Humans tend to eat food that tastes good for them but it appears that this does not apply to penguins. Findings of a new study has found that these flightless aquatic birds lost three of the basic vertebrate tastes over 20 million years ago and were not able to regain them.

The research, which was published in the Current Biology on Feb. 16, has revealed that while penguins are capable of detecting sour and salty tastes, they do not have the genes needed to encode three of the five basic vertebrate tastes namely sweet, bitter and the savory, meat taste otherwise known as umami.

Huabin Zhao, from the College of Life Sciences at the Wuhan University in China, and colleagues look at the sequenced genomes of emperor penguins, Adelie penguins and 14 other species of birds and found that penguins do not have some of the basic taste genes.

They also found that unlike other birds such as chickens, Amazon parrots and finches that lost only their ability to taste sweet flavors, penguins lost their ability to detect bitter and umami tastes.

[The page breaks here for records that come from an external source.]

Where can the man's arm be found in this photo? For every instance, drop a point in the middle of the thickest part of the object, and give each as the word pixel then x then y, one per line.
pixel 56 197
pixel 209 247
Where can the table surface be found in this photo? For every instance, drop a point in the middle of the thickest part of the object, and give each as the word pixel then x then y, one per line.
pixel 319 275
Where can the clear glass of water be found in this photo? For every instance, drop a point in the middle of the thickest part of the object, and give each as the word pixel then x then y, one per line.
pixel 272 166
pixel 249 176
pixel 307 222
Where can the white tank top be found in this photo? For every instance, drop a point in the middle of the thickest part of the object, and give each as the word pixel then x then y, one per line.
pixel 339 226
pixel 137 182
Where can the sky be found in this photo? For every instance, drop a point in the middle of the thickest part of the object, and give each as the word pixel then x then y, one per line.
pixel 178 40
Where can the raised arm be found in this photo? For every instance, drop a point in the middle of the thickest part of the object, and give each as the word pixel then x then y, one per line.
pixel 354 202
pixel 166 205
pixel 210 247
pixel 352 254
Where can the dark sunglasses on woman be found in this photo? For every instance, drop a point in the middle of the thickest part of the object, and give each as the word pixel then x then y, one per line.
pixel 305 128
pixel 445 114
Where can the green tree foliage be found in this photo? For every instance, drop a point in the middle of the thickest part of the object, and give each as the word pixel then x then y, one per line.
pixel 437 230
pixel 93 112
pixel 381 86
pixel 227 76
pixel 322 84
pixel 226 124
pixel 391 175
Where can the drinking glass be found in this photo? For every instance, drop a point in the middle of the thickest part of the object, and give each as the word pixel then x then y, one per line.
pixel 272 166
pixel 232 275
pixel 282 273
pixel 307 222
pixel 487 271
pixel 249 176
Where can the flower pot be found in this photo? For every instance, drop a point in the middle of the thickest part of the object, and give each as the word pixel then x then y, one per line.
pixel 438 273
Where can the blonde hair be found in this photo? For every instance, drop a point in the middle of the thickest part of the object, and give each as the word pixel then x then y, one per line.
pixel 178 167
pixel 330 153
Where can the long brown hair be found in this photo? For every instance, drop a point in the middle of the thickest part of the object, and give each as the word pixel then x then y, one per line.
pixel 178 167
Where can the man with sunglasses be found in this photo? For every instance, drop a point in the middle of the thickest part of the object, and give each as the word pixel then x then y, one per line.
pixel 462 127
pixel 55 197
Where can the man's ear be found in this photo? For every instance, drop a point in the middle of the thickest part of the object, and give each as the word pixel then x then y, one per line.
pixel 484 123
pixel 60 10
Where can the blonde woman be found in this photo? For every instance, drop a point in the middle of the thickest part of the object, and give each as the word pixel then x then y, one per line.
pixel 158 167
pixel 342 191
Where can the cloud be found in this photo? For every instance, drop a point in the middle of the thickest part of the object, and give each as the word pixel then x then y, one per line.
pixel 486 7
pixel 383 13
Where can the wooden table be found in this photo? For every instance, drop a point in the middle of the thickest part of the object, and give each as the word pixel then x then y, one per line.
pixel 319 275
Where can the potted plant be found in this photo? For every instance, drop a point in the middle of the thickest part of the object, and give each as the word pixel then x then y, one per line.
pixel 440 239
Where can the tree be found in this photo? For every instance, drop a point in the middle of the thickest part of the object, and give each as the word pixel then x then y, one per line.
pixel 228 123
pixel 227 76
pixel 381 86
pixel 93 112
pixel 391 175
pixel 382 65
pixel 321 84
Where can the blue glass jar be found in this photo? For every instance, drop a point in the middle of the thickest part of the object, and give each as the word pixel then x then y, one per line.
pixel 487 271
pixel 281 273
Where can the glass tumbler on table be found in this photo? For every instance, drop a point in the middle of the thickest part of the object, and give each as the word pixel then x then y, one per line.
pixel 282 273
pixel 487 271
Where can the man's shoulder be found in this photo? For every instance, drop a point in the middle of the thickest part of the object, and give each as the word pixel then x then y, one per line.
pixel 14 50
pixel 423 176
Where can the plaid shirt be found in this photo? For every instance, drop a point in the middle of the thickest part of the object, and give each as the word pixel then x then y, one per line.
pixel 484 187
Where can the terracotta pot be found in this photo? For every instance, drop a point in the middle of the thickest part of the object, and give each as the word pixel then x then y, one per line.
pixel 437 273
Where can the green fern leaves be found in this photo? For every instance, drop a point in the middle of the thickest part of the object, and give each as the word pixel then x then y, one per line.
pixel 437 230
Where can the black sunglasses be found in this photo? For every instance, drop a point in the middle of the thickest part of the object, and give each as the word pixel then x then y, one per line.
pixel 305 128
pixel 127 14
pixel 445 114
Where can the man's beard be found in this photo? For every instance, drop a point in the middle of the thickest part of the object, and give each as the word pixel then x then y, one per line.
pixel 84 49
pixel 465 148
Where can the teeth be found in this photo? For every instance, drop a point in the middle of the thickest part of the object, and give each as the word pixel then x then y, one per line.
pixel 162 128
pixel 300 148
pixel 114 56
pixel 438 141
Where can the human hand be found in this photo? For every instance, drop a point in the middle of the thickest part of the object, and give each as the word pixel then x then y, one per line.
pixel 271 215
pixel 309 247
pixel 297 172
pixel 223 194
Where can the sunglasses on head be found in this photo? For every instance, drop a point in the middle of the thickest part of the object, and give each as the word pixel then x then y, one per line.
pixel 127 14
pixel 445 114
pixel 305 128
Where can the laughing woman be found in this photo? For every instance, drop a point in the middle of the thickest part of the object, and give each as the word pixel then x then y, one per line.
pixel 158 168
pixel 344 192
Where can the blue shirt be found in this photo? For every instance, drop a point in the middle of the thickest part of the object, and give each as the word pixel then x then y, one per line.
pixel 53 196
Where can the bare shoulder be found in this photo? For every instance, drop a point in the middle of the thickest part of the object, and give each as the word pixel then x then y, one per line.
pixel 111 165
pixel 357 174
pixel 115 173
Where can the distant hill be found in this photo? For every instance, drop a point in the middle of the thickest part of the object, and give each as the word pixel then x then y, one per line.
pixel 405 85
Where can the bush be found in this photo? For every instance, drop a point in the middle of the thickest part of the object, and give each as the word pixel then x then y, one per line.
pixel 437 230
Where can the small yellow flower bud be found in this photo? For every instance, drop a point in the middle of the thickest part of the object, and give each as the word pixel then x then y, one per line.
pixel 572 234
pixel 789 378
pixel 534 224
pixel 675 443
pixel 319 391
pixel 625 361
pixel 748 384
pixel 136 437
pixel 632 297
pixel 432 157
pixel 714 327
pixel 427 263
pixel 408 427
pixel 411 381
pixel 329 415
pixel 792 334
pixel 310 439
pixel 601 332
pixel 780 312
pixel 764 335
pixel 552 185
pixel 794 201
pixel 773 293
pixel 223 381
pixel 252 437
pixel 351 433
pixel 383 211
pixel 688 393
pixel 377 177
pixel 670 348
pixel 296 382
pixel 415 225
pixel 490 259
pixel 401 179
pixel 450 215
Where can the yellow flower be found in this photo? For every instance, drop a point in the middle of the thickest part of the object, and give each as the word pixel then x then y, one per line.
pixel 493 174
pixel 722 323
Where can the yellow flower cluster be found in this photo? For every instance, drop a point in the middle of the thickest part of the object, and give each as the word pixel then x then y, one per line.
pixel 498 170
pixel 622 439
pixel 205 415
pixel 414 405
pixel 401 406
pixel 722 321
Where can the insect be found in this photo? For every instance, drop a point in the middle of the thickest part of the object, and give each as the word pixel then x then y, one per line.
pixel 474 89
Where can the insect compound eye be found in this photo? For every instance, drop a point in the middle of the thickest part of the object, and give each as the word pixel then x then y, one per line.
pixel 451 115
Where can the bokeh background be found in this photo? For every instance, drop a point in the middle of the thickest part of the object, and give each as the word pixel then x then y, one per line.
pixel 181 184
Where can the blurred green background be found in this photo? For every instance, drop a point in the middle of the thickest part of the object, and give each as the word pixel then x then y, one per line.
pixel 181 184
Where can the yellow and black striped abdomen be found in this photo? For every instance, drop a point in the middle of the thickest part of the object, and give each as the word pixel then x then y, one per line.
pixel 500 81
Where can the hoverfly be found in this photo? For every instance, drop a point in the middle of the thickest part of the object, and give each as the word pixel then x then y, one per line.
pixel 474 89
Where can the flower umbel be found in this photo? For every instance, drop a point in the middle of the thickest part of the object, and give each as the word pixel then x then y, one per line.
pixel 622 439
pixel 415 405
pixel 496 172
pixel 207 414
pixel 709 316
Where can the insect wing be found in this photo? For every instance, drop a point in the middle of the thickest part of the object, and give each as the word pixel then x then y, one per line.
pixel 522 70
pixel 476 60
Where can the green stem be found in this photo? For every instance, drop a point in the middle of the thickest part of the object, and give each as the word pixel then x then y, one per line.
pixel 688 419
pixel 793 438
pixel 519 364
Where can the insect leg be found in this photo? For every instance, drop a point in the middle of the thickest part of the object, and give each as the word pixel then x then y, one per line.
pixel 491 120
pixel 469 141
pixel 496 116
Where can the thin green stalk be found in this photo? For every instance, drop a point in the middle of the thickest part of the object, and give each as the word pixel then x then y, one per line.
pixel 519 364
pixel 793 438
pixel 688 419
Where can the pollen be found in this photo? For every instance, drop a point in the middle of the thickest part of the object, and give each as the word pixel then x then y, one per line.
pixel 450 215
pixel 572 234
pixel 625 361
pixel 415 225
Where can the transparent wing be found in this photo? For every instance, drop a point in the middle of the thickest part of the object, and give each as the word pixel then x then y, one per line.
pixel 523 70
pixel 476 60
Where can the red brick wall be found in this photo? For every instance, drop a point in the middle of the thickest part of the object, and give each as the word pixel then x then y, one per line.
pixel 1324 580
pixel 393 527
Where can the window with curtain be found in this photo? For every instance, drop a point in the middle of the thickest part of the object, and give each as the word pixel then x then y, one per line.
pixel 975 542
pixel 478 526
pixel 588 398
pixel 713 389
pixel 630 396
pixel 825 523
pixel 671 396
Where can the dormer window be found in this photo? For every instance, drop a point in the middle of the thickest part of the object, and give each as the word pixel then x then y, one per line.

"Based on genome and relevant gene sequences, we infer that the sweet, umami, and bitter tastes have been lost in all penguins, an order of aquatic flightless birds originating and still occupying the coldest ecological niche on Earth, the Antarctic," the researchers wrote.

Study researcher Jianzhi Zhang, from the Department of Ecology and Evolutionary Biology at the University of Michigan, said that the loss of the umami taste in penguins is particularly perplexing because these birds are fish eaters. He noted that because penguins eat fish, they should have the umami receptor genes.

The researchers said that while they do not have a good explanation for this puzzling case of penguin taste, they have some ideas. Zhang said that the sensory changes may have been linked with ancient climate-cooling event that occurred in Antarctica where the birds originated.

His main hypothesis is that the genes were lost when the cold Antarctic temperatures interfered with the penguin's taste perception.

Although penguins evolved in the chilly Antarctic, many of this bird's species have already spread out to warmer climates. The researchers, however, said that the animal's movement to other regions did not regain their receptor genes for the three basic tastes.

"If ancestral penguins had lost the receptor genes for the three tastes while in the Antarctic, the genes and tastes cannot be regained even when some migrated away," Zhang said.